Today’s invention is a program which analyses the lines in a CAD drawing of a product.

It checks how many times a line segment appears within a design, undertaking this work at a range of different length scales.

If segments are discovered which are unique curves, then these could be replaced by modified versions of other, more frequent, line elements.

#2183: Shredetector

There may be documents that should never be shredded.

I’m thinking here particularly about the antics of the East German Stasi when they tried to destroy evidence of their activities.

Subsequent efforts to restore the paperwork are heroic but fraught with difficulties.

Today’s invention is a simple modification to existing printers intended to make shredding itself less effective.

If we are talking about printing with black ink on a white surface, we could arrange that one of the components of the black (say cyan) would be decreased, perhaps linearly as a function of position across the page. Another colour component could be varied similarly down the page.

These gradients would be so small as to be invisible to the naked eye.

If such a document found itself shredded, it would be possible to use a sensitive colorimeter to arrange the fragments by position before reassembling the original.

#2181: MaGASine

Magazines for feeding ammunition to automatic weapons are limited in the number of rounds they can hold…mostly due to the Physics of the springs which advance the bullets towards the breech.

Today’s invention is to replace this spring with a piston, as shown in yellow (with apologies to readers who hate guns).

Several magazines could be joined to provide a large reservoir of ammunition, powered by a single piston.

This would be driven, in turn, either by a pre-pressurised pocket of gas inserted in the armoury or by the same recoil mechanism which chambers each new round.

Gas from each discharge would pass into the pocket via the pipe indicated in red.

#2179: Fadecimals

Today’s invention is intended as an amusing variant on a digital clock.

Instead of having the segments in a 7-seg digit flash on or off, each of these would fade gradually ie in an analogue way.

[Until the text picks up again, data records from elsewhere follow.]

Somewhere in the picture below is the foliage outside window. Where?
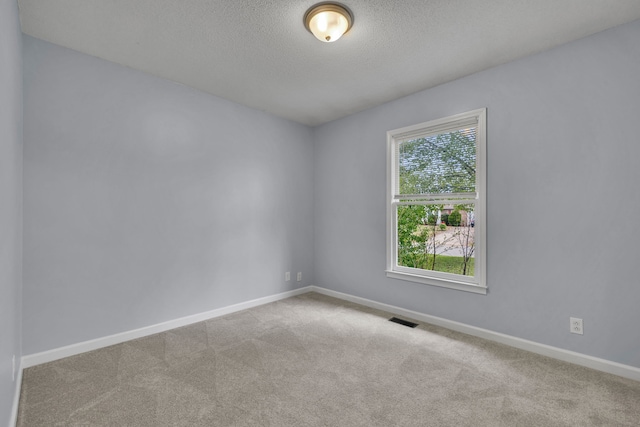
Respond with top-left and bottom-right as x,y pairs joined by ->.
387,109 -> 486,293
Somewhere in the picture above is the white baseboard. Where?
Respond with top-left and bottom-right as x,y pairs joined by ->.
21,286 -> 640,382
21,286 -> 311,369
9,363 -> 22,427
310,286 -> 640,381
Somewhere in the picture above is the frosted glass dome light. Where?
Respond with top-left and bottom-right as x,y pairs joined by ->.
304,3 -> 353,43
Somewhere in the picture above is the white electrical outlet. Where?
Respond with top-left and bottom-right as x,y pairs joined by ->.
569,317 -> 584,335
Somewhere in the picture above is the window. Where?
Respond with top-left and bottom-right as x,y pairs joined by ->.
387,108 -> 487,294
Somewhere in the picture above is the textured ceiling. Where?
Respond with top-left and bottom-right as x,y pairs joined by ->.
18,0 -> 640,125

This would be emphasised by the use of two colours for each segment, say red and green.

“1” would always be wholly red and “2” green, etc.

As 1 changed to 2, the overlapping segments would appear in a varying intensity of yellow (as shown for 1/2, 2/3 ,3/4 and 4/5).

#2178: Uninterruptill

Several supermarkets now resort to the use of self-scanning tills.

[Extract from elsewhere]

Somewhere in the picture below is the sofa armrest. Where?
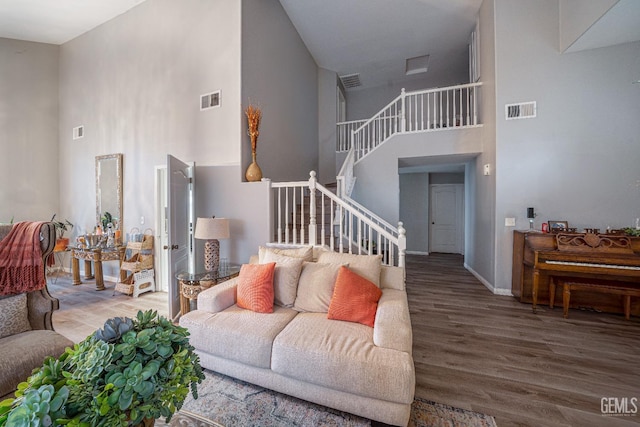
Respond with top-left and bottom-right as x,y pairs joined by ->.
373,289 -> 413,354
198,277 -> 238,313
27,286 -> 60,330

This probably saves them a lot in terms of wages but the interfaces are so primitive that they deter people like me from ever going near them.

Today’s invention is aimed at making this experience slightly less harrowing.

Such machines are always located in a bank so that their insanely loud orders are barked out at customers often in quick succession.

This can create an echo effect which makes it hard to know which device just yelled “UNEXPECTED ITEM…” This makes everything even more disorientating -especially for the few remaining shop staff who have to listen all day.

So, why not have these machines wired together so that when one says something, neither of the machines to either side will speak until it has finished (and not duplicate what has just been said, if it happened say less than 0.5 seconds ago)?

#2175: Wheelwarmer

Racing cars sometimes have to have their tyres pre-heated in specially-designed, electrically-heated covers.

Today’s invention augments that process by using the engine exhaust flow to help warm the rubber.

Each exhaust pipe would have a nozzle, directable by use of a small motor, which could be rotated towards or away from the surface of whichever of the rear tyres it was pointed at.

This system could make use of a small thermal camera to gauge the tyre exterior temperature and then help divert the exhaust flow after the heating had had its effect.

A more advanced version could also warm the front tyres.